Ask HN: I'm going to learn Scheme; any suggestions? - solipsist

I don't know much about it yet, but I ordered a book and am motivated to get through it. Although I have to learn it for a class, my main priority is to learn the basic concepts of programmings, and Scheme seems to perfect for that.<p>So does anyone have any comments about Scheme as a language and about how easy it is to learn it?
======
malandrew
The obvious choice here is to start with The Little Schemer. After that you
can go on to SICP. Another alternative which is not nearly as challenging as
SICP is HtDPv2 (How to Design Programs v2). HtDPv2 was written to be used with
Racket.

There's also the Reasoned Schemer and Seasoned Schemer, but I haven't any of
read either of those so I can't tell you with any certainty if they live up to
the experience provided by the Little Schemer.

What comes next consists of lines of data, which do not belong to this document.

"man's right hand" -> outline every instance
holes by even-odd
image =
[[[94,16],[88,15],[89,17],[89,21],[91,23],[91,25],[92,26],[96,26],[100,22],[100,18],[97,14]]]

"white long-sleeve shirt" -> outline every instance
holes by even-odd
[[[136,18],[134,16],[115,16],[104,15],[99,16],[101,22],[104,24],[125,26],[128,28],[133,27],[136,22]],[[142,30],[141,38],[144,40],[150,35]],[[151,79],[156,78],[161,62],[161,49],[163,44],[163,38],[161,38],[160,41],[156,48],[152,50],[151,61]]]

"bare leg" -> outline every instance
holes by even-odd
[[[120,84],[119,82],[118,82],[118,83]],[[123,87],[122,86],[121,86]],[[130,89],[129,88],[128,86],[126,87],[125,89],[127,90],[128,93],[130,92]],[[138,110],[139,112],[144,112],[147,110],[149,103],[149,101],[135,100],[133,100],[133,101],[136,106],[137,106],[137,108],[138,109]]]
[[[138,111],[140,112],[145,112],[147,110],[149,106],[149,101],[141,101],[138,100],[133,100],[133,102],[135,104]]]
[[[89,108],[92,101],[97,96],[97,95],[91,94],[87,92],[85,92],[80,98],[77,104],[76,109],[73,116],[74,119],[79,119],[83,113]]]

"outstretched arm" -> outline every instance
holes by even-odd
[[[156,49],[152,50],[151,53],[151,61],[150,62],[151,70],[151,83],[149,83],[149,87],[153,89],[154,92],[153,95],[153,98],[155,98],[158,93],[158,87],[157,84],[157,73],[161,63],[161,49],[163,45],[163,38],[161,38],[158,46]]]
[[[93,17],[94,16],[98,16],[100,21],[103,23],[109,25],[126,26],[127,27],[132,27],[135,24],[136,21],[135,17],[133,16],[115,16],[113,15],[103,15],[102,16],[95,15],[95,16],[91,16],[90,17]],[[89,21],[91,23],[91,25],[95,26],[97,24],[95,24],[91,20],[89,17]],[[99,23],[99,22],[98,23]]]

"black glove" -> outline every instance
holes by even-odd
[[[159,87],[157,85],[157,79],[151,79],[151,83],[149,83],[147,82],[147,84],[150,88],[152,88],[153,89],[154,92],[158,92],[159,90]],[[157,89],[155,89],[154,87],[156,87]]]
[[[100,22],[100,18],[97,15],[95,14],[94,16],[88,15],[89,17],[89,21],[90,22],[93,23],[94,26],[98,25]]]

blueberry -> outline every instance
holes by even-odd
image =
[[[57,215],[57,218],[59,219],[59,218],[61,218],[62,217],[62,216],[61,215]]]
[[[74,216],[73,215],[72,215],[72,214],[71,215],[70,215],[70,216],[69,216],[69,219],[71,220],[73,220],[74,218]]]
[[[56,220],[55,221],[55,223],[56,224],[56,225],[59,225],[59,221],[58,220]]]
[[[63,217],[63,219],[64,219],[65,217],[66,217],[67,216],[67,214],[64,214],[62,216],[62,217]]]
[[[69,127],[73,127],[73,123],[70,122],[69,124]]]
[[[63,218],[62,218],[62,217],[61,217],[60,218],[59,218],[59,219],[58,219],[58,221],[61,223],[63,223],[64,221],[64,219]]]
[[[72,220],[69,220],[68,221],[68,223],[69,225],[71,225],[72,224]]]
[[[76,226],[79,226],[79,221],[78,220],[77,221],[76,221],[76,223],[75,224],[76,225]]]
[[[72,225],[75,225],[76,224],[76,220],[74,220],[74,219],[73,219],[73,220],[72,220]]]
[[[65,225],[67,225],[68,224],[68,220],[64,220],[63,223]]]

In general those are the 5 best books covering Scheme as far as I know of
especially for you as a learner. I'm sure there are other books for more
advanced Scheme, but I don't know them.

The Little Schemer is great fun and is programming equivalent of piano finger
exercises.

------
spooneybarger
Scheme is a great language to get going w/ functional programing and lisp type
languages. I would suggest using Racket. It is 'batteries included', design
for teaching so there is tons of documentation and has support for R5 and R6
versions of scheme.

Most programmers I know started w/ an imperative language. I didn't and feel
grateful for it. Learning programming in a different way tends to mean even if
you get a job doing imperative program, you usually think different from
others and that can lead to excellent conversations, designs etc.

------
bricestacey
I learned it from a class. We blazed through the SICP in 15 weeks. I'd advise
the same. Use MIT's OpenCourseWare as a guide:
[http://ocw.mit.edu/courses/electrical-engineering-and-
comput...](http://ocw.mit.edu/courses/electrical-engineering-and-computer-
science/6-001-structure-and-interpretation-of-computer-programs-spring-2005/)

------
JoachimSchipper
Scheme is not that hard - I had some trouble internalizing call/cc, but the
rest is rather straightforward or fiddly but not really difficult (macros).

That said, I sometimes get the idea that the majority of Scheme code is in
Scheme implementations - which put me off the language.